At Lincoln Elementary, students help keep the school clean and care for the planet. The Green Team is a group of volunteers from fourth and fifth grade who run the school recycling program. They meet every Friday to collect items that can be reused. Their work shows how kids can make a real difference at school. Each Friday morning, Green Team members visit every classroom in the building. They roll a large cart from room to room. Inside each classroom, there are three labeled containers. One is for paper, one is for aluminum cans, and one is for plastic bottles. Teachers remind students to drop the right items into the right bin all week long. When the Green Team arrives, the bins are usually full. After pickup, the volunteers bring the cart to the sorting room near the cafeteria. This is where the most important work happens. Students sort the items one more time to make sure nothing is mixed up. Paper goes into a tall blue bin. Aluminum cans go into a gray bin with a metal lid. Plastic bottles go into a green bin near the door. Sorting carefully is important because the city will not accept loads that are mixed together. A teacher named Mr. Ortega checks the bins before they leave the room. On Monday mornings, a city recycling truck pulls up to the back of the school. The driver loads the sorted bins and takes them to the city recycling center. There, the materials are cleaned, melted, or shredded so they can be turned into new products. Old paper might become a notebook. An empty can might become part of a bike. Used plastic bottles can even become carpet or new bottles. The Green Team has been busy this year. The school collects about 200 pounds of recycling each month. That adds up to more than a ton over the school year. Students also track their numbers on a poster in the main hallway. The poster shows how many pounds of each material the school has saved from the trash. Thanks to the Green Team, less waste leaves Lincoln Elementary in garbage bags. Instead, paper, cans, and bottles get a second life. The program proves that small actions, done every week by careful volunteers, can lead to big results.

What this lesson checks

  • Writing plan: The article ends by saying the Green Team's small actions lead to big results. Continue the article in the same informational voice. Write 2–3 sentences that add the NEXT informational detail, such as how the Green Team plans to grow the program or how other students can help. Use facts and language that match the rest of the article.

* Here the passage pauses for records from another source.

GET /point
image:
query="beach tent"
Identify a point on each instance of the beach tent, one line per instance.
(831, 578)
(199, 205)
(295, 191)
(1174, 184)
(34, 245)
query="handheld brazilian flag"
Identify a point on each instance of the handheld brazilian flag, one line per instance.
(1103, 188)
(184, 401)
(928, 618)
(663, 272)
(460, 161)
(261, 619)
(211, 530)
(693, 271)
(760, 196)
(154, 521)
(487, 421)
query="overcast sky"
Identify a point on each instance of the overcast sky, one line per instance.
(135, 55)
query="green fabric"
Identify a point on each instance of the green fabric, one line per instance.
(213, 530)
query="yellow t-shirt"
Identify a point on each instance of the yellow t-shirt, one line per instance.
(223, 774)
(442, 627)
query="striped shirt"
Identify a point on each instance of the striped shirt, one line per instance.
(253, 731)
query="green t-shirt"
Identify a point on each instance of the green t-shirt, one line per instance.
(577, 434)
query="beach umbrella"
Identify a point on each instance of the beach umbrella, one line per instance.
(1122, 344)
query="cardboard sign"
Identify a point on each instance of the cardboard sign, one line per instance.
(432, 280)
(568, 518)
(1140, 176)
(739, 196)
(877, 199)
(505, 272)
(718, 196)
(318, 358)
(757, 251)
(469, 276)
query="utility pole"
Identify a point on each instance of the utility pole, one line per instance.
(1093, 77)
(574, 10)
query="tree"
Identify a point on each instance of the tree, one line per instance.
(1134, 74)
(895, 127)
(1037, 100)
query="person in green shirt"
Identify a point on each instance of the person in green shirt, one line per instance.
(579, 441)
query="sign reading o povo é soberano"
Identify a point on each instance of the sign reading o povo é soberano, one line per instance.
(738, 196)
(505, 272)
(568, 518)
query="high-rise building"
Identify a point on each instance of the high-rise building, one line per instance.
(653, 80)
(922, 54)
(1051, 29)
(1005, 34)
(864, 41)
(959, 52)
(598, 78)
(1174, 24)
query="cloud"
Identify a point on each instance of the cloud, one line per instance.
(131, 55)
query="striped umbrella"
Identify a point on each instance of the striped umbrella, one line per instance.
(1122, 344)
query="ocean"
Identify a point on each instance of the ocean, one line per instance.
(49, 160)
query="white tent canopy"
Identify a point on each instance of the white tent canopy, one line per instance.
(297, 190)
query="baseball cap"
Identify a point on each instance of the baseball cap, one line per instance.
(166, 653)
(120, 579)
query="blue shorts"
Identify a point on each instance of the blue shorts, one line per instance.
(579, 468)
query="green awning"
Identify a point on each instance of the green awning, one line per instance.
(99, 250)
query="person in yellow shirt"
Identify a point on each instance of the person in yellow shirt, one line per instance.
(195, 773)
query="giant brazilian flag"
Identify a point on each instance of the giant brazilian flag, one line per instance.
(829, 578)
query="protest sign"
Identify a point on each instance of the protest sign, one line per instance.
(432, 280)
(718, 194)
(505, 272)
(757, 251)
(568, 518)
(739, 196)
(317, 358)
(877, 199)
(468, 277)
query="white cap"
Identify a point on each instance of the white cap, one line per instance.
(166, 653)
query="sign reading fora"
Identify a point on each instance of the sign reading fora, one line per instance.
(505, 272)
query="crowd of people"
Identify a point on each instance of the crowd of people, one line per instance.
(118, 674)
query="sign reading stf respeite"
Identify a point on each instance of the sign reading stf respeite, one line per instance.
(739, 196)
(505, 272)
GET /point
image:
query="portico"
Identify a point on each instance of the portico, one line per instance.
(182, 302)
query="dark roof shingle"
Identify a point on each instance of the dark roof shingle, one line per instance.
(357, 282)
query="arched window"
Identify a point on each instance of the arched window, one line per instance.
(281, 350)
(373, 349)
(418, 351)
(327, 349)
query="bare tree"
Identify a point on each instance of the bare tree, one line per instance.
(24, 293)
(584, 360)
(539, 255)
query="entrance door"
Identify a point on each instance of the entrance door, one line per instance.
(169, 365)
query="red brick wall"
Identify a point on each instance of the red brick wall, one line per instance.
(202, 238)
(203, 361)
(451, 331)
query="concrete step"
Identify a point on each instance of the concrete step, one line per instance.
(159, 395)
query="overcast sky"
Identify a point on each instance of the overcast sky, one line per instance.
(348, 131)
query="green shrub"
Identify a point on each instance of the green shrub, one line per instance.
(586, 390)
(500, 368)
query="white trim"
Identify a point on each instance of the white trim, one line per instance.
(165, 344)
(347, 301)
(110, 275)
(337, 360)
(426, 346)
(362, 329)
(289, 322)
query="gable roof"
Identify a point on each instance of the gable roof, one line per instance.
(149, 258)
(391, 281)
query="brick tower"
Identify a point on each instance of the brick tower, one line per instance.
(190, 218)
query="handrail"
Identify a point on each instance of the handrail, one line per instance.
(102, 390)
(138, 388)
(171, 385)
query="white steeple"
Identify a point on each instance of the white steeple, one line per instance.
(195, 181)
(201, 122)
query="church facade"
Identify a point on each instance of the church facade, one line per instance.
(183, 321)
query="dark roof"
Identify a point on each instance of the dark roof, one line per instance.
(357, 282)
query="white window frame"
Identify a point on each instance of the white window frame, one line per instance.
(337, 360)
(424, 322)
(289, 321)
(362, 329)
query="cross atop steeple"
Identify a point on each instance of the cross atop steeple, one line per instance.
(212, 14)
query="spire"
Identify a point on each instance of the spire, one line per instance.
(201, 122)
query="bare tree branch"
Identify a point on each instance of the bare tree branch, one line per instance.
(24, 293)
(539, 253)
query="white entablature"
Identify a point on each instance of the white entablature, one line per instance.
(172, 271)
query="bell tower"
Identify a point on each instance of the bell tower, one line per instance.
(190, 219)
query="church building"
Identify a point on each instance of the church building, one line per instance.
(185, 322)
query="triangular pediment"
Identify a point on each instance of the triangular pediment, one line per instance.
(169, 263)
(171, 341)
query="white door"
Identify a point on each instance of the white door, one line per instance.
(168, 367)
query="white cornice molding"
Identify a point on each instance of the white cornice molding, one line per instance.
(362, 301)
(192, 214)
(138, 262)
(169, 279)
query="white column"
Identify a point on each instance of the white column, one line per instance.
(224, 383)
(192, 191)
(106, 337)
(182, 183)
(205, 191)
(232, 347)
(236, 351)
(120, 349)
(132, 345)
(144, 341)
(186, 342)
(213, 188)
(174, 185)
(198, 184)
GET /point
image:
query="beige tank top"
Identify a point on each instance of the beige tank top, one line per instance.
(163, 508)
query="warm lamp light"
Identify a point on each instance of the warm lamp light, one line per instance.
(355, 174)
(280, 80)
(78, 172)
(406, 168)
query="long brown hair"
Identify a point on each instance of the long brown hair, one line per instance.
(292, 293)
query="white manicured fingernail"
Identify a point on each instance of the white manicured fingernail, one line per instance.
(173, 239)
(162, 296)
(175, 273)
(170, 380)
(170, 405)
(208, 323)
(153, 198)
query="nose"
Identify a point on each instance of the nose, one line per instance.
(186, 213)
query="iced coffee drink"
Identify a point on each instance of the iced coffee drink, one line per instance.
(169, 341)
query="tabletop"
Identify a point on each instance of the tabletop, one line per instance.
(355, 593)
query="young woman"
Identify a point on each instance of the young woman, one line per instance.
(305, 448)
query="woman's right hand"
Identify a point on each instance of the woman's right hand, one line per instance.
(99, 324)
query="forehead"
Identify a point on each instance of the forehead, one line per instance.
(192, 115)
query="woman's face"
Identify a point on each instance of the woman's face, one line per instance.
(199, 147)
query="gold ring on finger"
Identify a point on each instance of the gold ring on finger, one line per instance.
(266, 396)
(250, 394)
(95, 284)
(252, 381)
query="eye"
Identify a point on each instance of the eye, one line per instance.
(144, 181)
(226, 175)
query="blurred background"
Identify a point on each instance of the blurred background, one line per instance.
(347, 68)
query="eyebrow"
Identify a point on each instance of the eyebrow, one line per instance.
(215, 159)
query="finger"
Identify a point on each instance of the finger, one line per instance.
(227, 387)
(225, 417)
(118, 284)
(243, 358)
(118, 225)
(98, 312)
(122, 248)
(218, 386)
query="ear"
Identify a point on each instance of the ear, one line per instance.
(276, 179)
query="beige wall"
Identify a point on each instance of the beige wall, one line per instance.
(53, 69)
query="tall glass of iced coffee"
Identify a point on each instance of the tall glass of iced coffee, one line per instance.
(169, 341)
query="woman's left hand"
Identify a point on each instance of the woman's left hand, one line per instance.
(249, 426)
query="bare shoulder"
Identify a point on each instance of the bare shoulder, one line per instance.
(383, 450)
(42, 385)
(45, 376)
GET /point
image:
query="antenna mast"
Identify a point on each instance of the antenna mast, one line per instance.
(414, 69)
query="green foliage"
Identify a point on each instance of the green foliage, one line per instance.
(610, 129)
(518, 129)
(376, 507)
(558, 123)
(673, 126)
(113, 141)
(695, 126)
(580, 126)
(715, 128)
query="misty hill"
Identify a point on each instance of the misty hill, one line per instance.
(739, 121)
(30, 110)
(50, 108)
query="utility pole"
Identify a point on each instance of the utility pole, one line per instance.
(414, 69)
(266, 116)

  • Writing plan: Imagine your school has a student-run school garden club. Write 2–3 informational sentences that explain HOW the garden club works. Use the same kind of informational writing the Lincoln Elementary article uses: name a clear topic, then give concrete facts (such as who, when, and what they do). Do NOT share your opinion about the garden club.
  • Writing plan: Read this short informative model about a school book swap. It has a topic sentence and supporting facts, but it is MISSING a concluding sentence. Model: "At Jefferson Elementary, students run a book swap every month. The Reading Buddies club sets up tables in the library on the first Friday of each month. Students bring books they have already read and trade them for different ones. Last year, the club traded more than 300 books." Write ONE concluding sentence to finish the paragraph. Your sentence should wrap up the main idea and sound like informational writing (not an opinion). Use the same style as the Lincoln Elementary article.
  • Writing plan: A student wrote this weak draft about the Green Team's sorting room: "The sorting room is cool. Kids do stuff there with the bins." This draft is too vague and sounds like an opinion. Revise it into 2–3 strong informational sentences. Use specific facts from the Lincoln Elementary article (such as where the sorting room is, what students do there, the color of the bins, or why careful sorting matters). Keep the third-person informational voice.